Limelight Networks, Inc. also operated a content delivery network and performed several steps claimed in the patent-at-issue.  However, instead of tagging the designated components from the content providers itself, Limelight required its customers to do their own tagging.  MIT and Akamai sued Limelight for patent infringement and a jury found Limelight liable for direct infringement. 

Subsequent to the jury verdict, the Federal Circuit issued its decision in Muniauction, Inc. v. Thomson Corp., which held that if a defendant did not perform all steps of the patent, that defendant could only be liable for direct infringement if there existed an agency or contractual relationship between the defendant and the party who performed all of the steps.  The Federal Circuit granted en banc review of the judgment against Limelight, but rather than reconsidering direct infringement, the Federal Circuit held that enough evidence supported a finding of induced infringement. 
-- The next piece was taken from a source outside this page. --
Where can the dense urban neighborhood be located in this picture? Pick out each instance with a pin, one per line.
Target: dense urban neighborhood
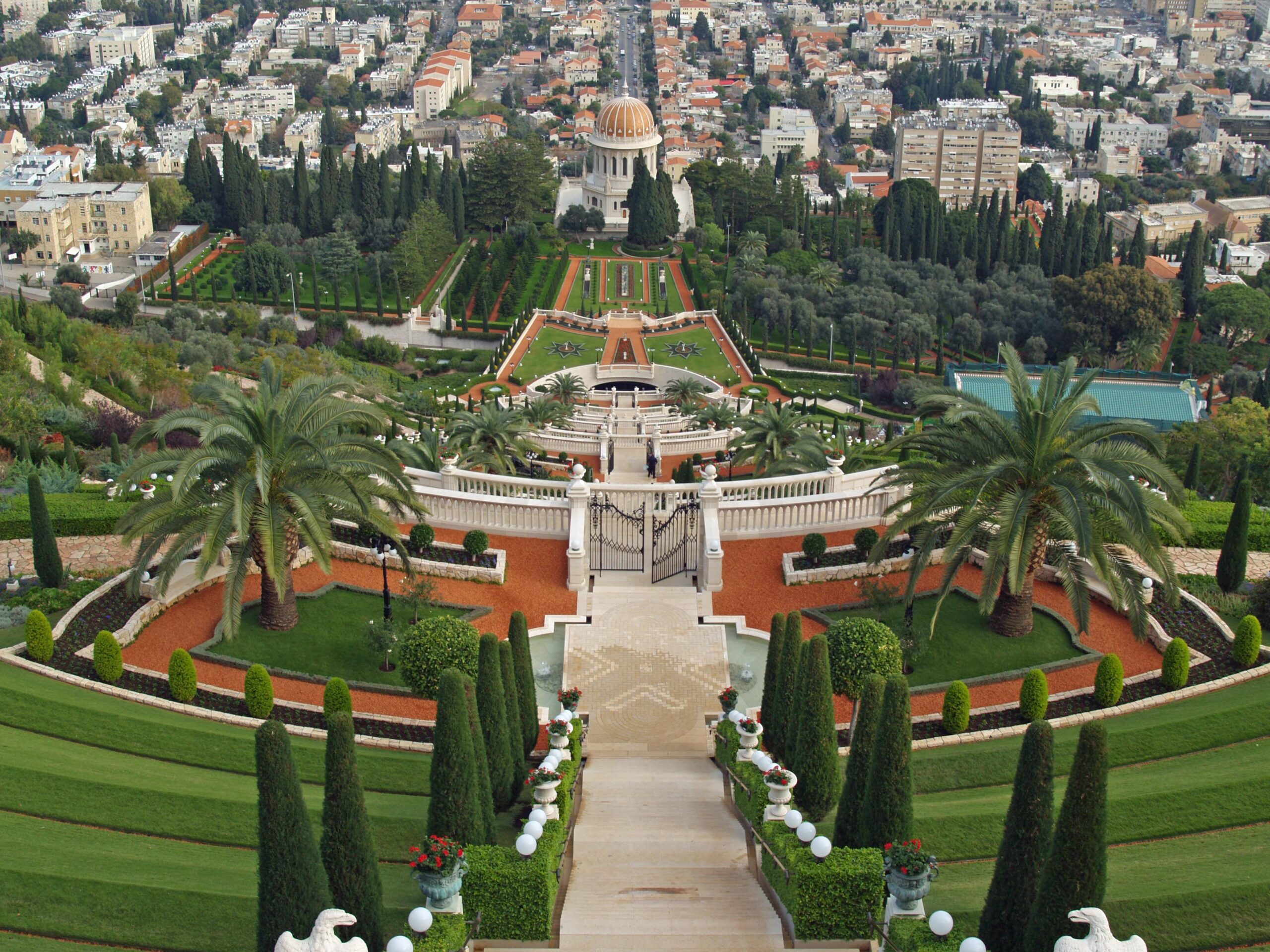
(676, 475)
On appeal, the Supreme Court reversed this decision.  The Court reiterated that liability for induced infringement must be predicated on direct infringement.  Further, the Court clarified the Federal Circuit’s analysis of infringement of a method patent — all steps of the patent must be carried out.  Because no one person had performed all steps of the patent-at-issue, there was no direct infringement and therefore, no patent rights had been violated and no induced infringement could be found.  The Court noted that in other legislation Congress had taken the opportunity to impose liability for inducing activity that does not itself constitute direct infringement (i.e. Section 271(f)(1)) but specifically chose not to do so in Section 271(b).  

As a result, the Court eliminated liability for induced infringement where not all the steps of a method are attributable to a single actor.  The Limelight decision will make patent enforcement more difficult under induced infringement theories.  Following this decision, a plaintiff will need to establish that (1) the defendant performed all claimed steps in the patents or (2) that all of the claimed steps of a patent are attributable to a single actor.